エンジニアとしてキャリアをスタートさせた朝比奈氏。最初のプロジェクトマネジメントソリューションベンダーでは、言語製品を担当する。
「ローカライズや製品の開発を担当していました。設計や共通のライブラリ的なモノを作るのを好きだったのですが、モノ作りのセンスがないかもと、今後のキャリアについて迷うようになりました」(朝比奈氏)
そこで朝比奈氏は、自ら手を挙げてユーザー会の事務局を務めたり、経理や人事、総務などの職にも就いたりしたという。
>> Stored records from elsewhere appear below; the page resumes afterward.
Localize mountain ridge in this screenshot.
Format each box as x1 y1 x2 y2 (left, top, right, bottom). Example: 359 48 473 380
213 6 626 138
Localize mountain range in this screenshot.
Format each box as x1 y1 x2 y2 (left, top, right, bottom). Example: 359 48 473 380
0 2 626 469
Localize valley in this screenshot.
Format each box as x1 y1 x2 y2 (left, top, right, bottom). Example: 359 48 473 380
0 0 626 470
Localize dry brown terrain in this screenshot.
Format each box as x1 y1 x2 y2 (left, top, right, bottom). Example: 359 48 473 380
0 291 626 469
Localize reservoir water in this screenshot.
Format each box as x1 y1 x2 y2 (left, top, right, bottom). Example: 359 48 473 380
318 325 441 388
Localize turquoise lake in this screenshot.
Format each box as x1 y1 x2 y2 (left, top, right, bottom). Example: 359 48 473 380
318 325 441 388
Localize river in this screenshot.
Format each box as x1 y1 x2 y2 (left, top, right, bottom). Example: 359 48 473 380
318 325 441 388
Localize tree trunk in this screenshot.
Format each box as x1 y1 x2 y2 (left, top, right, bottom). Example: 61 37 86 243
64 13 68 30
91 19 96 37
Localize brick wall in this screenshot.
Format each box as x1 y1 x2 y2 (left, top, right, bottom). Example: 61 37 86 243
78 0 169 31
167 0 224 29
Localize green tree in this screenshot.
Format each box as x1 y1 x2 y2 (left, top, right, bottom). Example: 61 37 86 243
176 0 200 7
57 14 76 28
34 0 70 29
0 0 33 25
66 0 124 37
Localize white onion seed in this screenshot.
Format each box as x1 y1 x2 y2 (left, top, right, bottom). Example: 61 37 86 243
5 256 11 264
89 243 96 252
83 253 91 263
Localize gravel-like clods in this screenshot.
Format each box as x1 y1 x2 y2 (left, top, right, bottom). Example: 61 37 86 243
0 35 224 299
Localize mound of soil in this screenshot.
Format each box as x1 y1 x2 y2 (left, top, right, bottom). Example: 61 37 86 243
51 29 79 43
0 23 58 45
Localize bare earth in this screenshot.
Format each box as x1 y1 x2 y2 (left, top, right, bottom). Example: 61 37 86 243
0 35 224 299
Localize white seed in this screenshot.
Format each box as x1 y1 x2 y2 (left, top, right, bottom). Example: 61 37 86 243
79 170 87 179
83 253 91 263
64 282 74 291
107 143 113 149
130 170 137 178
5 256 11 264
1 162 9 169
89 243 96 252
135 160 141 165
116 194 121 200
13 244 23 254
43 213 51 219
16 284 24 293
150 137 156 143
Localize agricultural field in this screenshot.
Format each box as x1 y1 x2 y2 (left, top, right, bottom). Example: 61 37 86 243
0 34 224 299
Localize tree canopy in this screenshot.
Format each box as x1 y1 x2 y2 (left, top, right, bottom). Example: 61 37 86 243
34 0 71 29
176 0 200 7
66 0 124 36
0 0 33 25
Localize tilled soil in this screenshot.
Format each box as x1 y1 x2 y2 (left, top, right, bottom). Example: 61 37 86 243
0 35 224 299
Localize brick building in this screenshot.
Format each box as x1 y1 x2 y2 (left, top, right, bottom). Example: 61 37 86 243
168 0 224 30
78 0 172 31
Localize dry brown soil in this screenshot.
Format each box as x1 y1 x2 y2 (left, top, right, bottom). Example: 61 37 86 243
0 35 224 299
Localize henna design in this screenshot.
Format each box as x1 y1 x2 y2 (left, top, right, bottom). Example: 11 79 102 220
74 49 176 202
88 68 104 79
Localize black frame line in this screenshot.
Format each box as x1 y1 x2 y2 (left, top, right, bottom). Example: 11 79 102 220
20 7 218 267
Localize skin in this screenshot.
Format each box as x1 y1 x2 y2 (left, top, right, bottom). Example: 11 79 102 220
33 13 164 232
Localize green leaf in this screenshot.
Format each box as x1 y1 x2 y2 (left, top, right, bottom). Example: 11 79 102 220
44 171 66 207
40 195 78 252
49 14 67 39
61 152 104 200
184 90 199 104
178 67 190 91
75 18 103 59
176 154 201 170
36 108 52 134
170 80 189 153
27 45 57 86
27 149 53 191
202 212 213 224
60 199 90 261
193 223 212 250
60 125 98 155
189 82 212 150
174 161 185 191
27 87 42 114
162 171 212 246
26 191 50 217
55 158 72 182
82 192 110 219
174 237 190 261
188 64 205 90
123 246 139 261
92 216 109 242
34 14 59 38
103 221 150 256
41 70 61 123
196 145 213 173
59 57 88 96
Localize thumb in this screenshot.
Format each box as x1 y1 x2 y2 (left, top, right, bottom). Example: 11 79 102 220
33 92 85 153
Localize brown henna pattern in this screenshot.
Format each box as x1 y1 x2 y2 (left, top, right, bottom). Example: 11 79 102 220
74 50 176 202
「外資系だったので、担当が変わると給与が下がるんです。最初は年俸で100万円下がり、その次は160万円下がりました。当時は辛い時代を過ごしていましたね」(朝比奈氏)
親会社との経営方針が合わず、朝比奈氏は転職することになる。だがそのときは、「何の職種で転職するのか迷った」と朝比奈氏は言う。
最後に就いていたのが経理だったため、経理で外資系ITセキュリティ会社に応募した。すると、その会社から「ビジネスアナリスト」というポジションを提示された。
「経理をやりながらもずっとITは続けていたので、経理もITもわかる。外資系だったので、英語も使える。情報システム部門なら自分でERP導入もできる。自分のこれまでのスキルと経験がうまく紐付けできたと考え、この会社への転職を決めました」(朝比奈氏)
入社後、ビジネスアナリストとして様々なプロジェクトを仕掛けたことで情報システム部門での役割や役職が上昇していった。ところが、情報システムが完成間近というときに、またM&Aに合ってしまった。
M&Aによって、社内の状況は激変する。幸いにも、朝比奈氏はPMI(会社統合)を任され、M&A後もグローバルラインに残ることになったが、朝比奈氏の周りの役員などを含め、社員全員に雇用期限が設けられ、解雇となった。
「解雇まで9カ月後や2年後という期限を設けられている人もいました。そんなモチベーションが続かないメンバーを抱えながら、仕事をするのは辛かったです」(朝比奈氏)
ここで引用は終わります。